The problem with conventional lithium-sulfur battery chemistry, though, is that the liquid electrolyte — which is present in just about every commercial battery chemistry — essentially burns through the sulfur cathode, resulting in a battery that’s only good for a few charge-discharge cycles. The scientists at ORNL have solved this problem in two ways: They’ve developed a new, more-rugged sulfur-based material for the cathode — and they’ve also introduced a solid electrolyte, further reducing the wear and tear on the cathode. This new cathode material, fashioned out of lithium polysulfidophosphates, has a massive capacity of 1,200 milliamp-hours (mAh) per gram after 300 charge/discharge cycles; a lithium-ion cathode, on the other hand, has a capacity of just 140-170 mAh/g.
Combined with the solid electrolyte, and after factoring in lithium-sulfur’s lower voltage, the ORNL battery has four times the energy density of the lithium-ion battery in your smartphone.

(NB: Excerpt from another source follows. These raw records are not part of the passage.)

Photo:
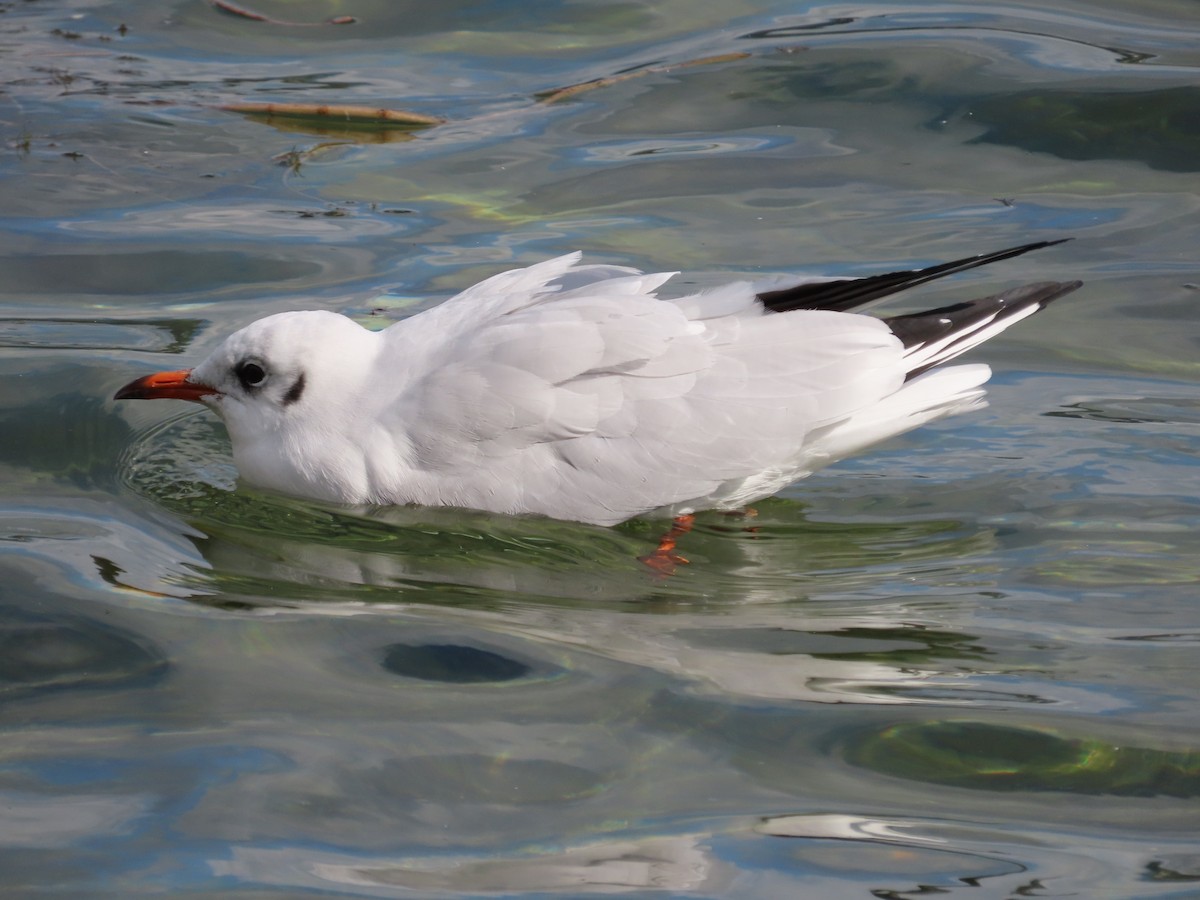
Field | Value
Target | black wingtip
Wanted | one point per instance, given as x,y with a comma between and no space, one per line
855,294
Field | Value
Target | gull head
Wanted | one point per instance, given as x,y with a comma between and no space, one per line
295,377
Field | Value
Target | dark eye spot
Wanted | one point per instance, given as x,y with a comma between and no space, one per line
251,375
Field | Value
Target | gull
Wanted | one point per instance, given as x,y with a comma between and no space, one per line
573,391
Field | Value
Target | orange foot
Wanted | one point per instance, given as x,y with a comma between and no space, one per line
664,559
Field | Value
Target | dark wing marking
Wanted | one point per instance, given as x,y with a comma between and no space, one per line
959,328
853,294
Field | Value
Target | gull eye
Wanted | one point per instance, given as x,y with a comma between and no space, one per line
251,375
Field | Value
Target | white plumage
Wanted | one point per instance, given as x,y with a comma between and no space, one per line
573,391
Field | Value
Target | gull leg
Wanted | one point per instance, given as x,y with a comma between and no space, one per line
664,559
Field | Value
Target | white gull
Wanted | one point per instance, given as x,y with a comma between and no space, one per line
573,391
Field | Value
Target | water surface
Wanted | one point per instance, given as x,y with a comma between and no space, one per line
963,664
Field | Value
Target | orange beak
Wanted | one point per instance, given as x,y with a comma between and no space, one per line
166,385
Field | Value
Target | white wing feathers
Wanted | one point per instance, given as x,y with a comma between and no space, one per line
575,393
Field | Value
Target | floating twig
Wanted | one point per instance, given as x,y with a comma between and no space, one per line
342,115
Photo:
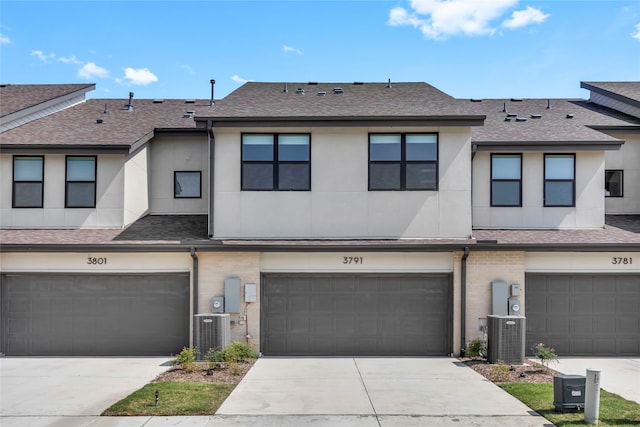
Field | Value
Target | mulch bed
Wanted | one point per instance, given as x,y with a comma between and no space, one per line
529,372
228,373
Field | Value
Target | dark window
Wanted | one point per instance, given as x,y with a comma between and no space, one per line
28,181
613,183
403,161
506,180
279,162
186,184
559,180
80,182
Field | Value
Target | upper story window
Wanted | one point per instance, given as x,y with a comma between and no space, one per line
187,184
559,180
276,162
80,189
403,161
613,183
28,181
506,180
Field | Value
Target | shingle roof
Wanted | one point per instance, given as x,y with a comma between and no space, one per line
348,100
567,120
19,97
620,232
628,90
78,125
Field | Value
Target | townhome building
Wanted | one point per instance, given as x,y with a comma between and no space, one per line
385,219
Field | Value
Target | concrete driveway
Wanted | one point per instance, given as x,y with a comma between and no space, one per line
370,392
71,386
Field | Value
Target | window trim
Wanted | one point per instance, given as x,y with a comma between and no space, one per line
275,162
14,182
403,162
175,175
67,182
621,182
572,181
519,181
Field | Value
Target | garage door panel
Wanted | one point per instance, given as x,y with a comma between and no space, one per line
370,315
603,318
86,315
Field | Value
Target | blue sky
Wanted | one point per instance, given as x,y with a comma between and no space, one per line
467,48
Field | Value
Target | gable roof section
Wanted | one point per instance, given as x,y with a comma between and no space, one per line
343,104
23,103
620,96
547,124
103,124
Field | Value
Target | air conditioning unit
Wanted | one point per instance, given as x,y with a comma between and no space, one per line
506,339
211,331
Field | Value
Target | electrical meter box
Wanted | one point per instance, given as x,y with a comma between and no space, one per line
568,392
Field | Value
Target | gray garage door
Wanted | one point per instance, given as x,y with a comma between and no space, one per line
584,315
356,315
86,315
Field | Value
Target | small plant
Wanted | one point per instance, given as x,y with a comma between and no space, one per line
500,372
186,359
476,348
546,355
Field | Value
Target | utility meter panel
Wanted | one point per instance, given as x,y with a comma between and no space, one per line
232,295
217,305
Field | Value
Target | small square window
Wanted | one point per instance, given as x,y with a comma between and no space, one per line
187,185
613,183
81,182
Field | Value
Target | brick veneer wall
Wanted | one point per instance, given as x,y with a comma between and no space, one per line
483,267
213,269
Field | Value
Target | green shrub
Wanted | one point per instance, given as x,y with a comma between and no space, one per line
186,359
476,348
545,355
237,351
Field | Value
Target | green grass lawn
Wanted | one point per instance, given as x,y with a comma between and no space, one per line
175,398
614,410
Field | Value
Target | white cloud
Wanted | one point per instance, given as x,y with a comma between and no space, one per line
90,71
290,49
525,17
188,69
236,78
43,56
70,60
437,19
141,76
636,33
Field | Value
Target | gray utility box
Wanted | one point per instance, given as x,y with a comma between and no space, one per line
568,392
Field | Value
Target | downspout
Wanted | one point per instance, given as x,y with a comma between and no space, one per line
194,256
463,299
212,146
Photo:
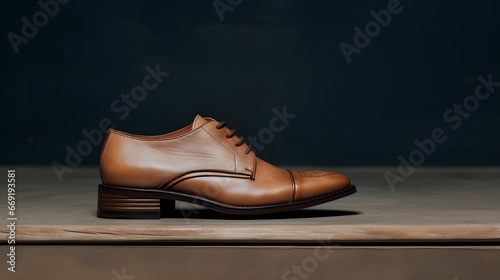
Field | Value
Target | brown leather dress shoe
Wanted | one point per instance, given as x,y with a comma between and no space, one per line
207,164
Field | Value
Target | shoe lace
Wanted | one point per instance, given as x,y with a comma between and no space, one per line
232,132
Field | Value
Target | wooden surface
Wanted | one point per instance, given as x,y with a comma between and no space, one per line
253,262
432,205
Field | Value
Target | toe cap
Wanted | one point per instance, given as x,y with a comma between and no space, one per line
310,184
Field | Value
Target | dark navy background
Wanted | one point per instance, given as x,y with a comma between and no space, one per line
264,55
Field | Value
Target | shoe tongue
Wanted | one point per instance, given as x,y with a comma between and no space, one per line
199,121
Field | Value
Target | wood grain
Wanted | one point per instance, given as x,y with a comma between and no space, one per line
433,205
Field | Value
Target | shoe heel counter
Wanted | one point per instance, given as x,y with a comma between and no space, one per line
104,161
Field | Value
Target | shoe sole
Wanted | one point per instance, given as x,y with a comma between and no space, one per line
130,203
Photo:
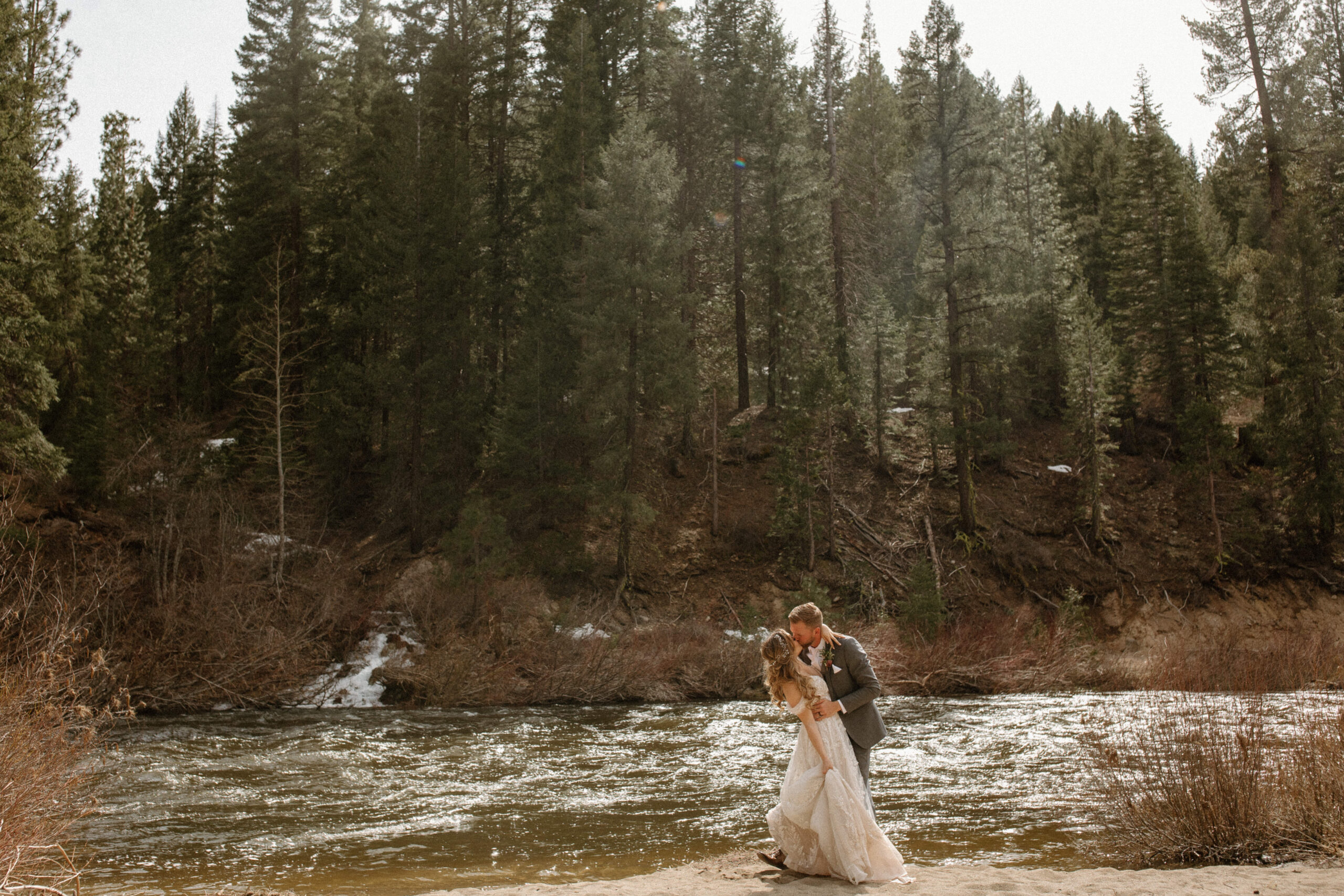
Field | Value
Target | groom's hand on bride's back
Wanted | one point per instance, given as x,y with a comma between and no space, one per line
826,708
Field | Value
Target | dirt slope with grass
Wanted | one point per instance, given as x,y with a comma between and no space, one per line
738,875
179,606
1152,587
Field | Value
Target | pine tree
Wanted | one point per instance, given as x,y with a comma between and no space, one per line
874,164
183,237
1300,313
635,361
34,111
1167,300
1093,370
120,340
783,239
68,301
1252,41
954,132
280,150
1035,256
730,65
830,77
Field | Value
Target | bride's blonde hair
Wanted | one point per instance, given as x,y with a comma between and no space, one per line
777,652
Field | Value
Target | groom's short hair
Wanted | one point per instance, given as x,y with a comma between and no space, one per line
808,614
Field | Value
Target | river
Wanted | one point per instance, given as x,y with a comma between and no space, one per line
393,803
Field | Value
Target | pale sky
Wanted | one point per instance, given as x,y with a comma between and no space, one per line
138,54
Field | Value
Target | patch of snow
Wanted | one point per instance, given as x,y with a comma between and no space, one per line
351,684
265,541
586,630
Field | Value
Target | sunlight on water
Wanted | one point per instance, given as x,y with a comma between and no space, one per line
394,803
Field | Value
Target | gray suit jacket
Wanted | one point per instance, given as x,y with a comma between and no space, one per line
851,681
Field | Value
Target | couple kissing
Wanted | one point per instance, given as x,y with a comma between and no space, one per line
826,823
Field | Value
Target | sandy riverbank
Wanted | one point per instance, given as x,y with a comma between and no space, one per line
740,876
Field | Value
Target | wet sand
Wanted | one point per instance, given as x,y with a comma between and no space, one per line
738,875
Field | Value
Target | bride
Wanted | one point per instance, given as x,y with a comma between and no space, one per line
824,820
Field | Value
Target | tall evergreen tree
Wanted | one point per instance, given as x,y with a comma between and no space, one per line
1253,41
879,219
183,237
281,147
830,80
954,132
730,64
34,111
1092,367
635,359
1168,303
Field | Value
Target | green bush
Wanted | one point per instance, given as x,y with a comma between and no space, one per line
924,609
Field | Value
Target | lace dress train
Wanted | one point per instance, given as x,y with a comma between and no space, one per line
824,824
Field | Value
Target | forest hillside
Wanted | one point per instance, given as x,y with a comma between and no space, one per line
519,321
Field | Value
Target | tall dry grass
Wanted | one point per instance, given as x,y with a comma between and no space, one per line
1202,779
496,642
991,653
56,698
1278,662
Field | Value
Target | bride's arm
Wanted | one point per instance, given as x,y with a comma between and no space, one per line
810,724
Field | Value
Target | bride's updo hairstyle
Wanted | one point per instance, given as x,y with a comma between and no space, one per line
777,652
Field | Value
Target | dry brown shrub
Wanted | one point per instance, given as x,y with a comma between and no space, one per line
1201,779
53,705
495,641
991,653
1281,661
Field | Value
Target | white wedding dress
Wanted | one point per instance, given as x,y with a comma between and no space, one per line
826,827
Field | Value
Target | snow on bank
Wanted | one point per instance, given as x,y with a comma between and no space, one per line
351,684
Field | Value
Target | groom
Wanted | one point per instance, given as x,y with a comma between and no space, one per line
848,676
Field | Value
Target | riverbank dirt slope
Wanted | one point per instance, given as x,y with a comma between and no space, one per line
183,612
740,876
1150,586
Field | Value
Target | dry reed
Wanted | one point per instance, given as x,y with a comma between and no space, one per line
992,653
1202,779
502,648
1278,662
50,716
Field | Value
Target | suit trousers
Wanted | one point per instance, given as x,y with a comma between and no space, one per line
862,755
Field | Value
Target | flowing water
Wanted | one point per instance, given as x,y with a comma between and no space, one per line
394,803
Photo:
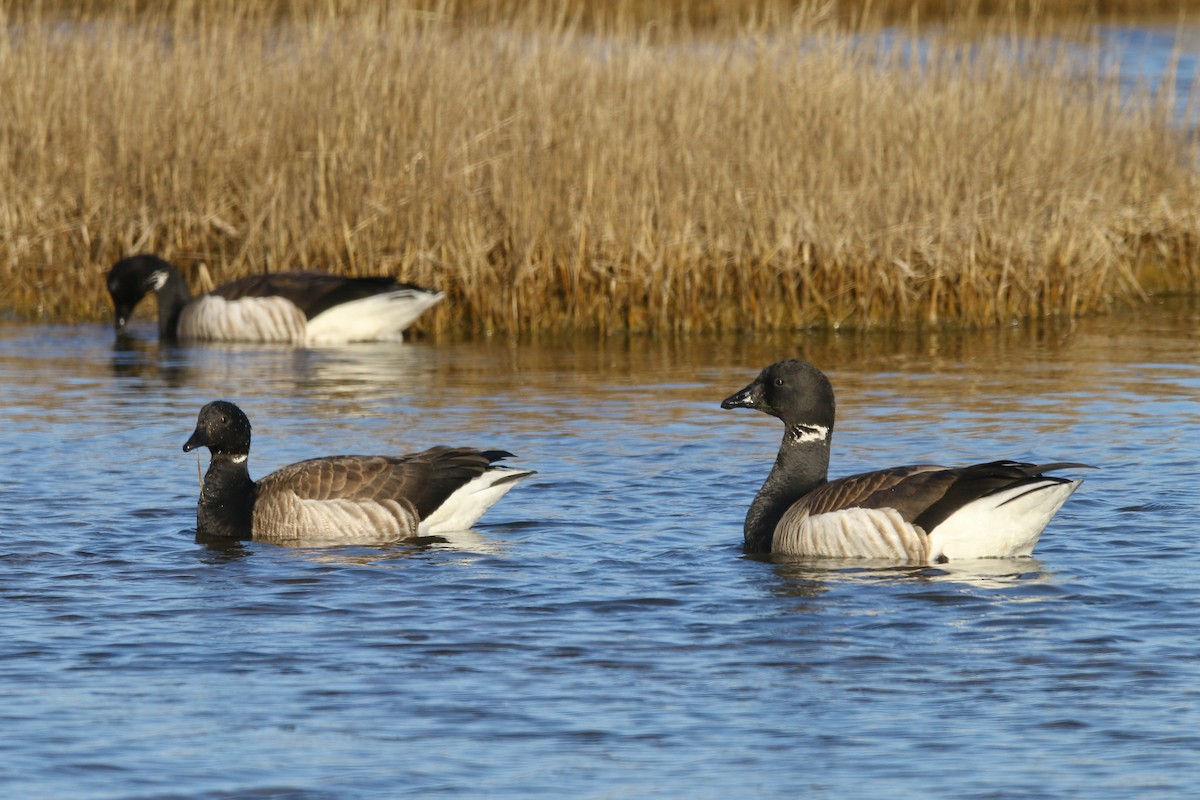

In other words, if your current smartphone battery gets you eight hours of use, a lithium-sulfur battery should get you 32 hours.
Beyond its increased power density, the use of a solid electrolyte instead of flammable liquid electrolyte should significantly reduce the chance of combustion. This is good news for Boeing, which recently had its fleet of 787 Dreamliners grounded due to some on-board battery fires, and for electric vehicle makers.
Moving forward, ORNL’s new battery is still in the demonstration stage, but the team has filed for a patent. It’s easy to get bogged down by the seemingly never-ending stream of go-nowhere battery advances, but this one, by virtue of its efficacy, frugality, and relatively simple chemistry, really could come to market in the next few years. Maybe the Department of Energy’s plea for a 5x improvement in chemical batteries within five years will actually come to pass.